I have a cloudcontrol node properly puppetized now, so building a new Buster host should be straightforward.
Unfortunately, rabbitmq on Buster refuses to talk to rabbitmq on Stretch. In order to avoid split-brain during the rebuilds, I'm going to follow these steps:
- Build new cloudcontrol hardware with Buster (cloudcontrol1005/cloudcontrol2004-dev)
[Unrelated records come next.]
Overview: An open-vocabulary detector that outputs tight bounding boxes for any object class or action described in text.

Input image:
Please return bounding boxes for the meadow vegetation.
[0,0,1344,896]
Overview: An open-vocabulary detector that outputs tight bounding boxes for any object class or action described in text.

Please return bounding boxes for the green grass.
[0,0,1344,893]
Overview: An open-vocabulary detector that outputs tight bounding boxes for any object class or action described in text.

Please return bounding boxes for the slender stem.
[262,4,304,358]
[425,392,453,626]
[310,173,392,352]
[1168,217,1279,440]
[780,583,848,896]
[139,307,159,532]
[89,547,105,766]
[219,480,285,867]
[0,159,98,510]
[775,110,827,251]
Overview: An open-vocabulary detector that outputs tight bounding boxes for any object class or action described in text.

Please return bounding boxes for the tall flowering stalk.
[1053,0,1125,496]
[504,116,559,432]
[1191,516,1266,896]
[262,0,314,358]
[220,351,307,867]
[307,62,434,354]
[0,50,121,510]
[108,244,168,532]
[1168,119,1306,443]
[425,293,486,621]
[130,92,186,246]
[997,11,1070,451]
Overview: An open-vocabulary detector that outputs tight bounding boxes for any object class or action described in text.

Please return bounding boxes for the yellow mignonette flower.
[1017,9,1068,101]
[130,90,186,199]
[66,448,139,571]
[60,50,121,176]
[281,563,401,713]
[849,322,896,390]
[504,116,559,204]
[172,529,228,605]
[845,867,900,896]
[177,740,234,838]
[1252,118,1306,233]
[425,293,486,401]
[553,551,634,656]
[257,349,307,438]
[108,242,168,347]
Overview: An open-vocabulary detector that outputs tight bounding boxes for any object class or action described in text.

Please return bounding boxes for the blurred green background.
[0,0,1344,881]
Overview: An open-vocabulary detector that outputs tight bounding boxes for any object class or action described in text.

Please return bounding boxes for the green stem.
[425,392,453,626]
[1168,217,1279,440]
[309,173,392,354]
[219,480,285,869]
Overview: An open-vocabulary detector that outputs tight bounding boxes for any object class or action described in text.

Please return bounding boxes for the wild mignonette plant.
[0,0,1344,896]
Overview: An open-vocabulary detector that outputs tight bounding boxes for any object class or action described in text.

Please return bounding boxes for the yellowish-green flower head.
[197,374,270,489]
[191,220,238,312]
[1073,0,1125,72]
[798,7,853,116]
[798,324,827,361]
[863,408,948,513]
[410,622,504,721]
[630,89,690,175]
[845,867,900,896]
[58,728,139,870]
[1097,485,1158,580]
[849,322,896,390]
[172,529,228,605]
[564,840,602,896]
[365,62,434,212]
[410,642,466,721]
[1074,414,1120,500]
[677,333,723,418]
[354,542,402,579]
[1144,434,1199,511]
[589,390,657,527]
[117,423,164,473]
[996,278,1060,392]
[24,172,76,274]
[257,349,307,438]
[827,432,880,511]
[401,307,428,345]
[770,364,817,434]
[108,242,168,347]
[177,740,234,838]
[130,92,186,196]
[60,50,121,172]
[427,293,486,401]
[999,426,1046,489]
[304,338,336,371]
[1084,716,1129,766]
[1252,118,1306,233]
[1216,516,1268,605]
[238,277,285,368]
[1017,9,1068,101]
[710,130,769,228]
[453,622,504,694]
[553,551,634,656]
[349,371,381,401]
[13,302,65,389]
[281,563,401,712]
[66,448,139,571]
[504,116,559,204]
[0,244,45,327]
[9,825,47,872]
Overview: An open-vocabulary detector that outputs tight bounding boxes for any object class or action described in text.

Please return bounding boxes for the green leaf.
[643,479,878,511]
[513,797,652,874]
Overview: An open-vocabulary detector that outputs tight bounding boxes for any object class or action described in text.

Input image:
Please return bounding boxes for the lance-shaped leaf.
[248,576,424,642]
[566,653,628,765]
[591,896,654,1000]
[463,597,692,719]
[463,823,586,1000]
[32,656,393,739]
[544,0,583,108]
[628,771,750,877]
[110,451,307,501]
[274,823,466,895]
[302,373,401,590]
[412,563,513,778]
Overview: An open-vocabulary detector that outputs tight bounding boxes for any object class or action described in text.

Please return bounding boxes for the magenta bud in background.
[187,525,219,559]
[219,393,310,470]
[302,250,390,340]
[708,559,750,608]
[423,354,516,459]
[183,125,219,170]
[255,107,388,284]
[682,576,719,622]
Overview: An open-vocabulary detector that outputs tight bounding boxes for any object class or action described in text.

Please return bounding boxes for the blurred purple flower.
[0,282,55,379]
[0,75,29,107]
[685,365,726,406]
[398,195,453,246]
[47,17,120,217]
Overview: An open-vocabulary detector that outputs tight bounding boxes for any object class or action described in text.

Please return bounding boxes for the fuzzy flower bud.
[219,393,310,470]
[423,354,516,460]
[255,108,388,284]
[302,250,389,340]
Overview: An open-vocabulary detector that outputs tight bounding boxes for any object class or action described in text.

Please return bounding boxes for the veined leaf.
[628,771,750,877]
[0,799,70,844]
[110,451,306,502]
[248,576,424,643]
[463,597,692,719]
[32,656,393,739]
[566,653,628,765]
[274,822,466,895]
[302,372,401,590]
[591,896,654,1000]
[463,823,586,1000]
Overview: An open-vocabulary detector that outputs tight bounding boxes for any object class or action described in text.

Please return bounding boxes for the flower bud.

- sync glance images to the new Buster host
- sync fernet keys to the new Buster host
- designate the new Buster host the active glance server/primary image store
- adjust the openstack_controllers hiera list to reference ONLY the new Buster host
- update service address CNAME (openstack.eqiad1.wikimediacloud.org) to point to new Buster host
- on nova_api database, 'update cell_mappings set transport_url=' for the new buster rabbit host
- wait a bit, ensure no traffic (either OpenStack API or Rabbit) is hitting the older hosts
- rebuild older hosts
- sync glance images back to rebuilt hosts
- on newly-built host /usr/bin/rsync -a --delete rsync://cloudcontrol2004-dev.wikimedia.org/keystonefernetkeys/* /etc/keystone/fernet-keys/
- sync fernet keys back to rebuilt hosts
- on existing host sudo -u glancesync rsync -ra /srv/glance/images/* glancesync@cloudcontrol2003-dev:/srv/glance/images/
- update openstack_controllers to reference all three hosts again
- restart ferm everywhere
- update the rabbitmq pool to include all three hosts
- update transport_url in the database to include all three hosts
Lots of monitoring things will likely freak out during this process but actual APIs should remain stable.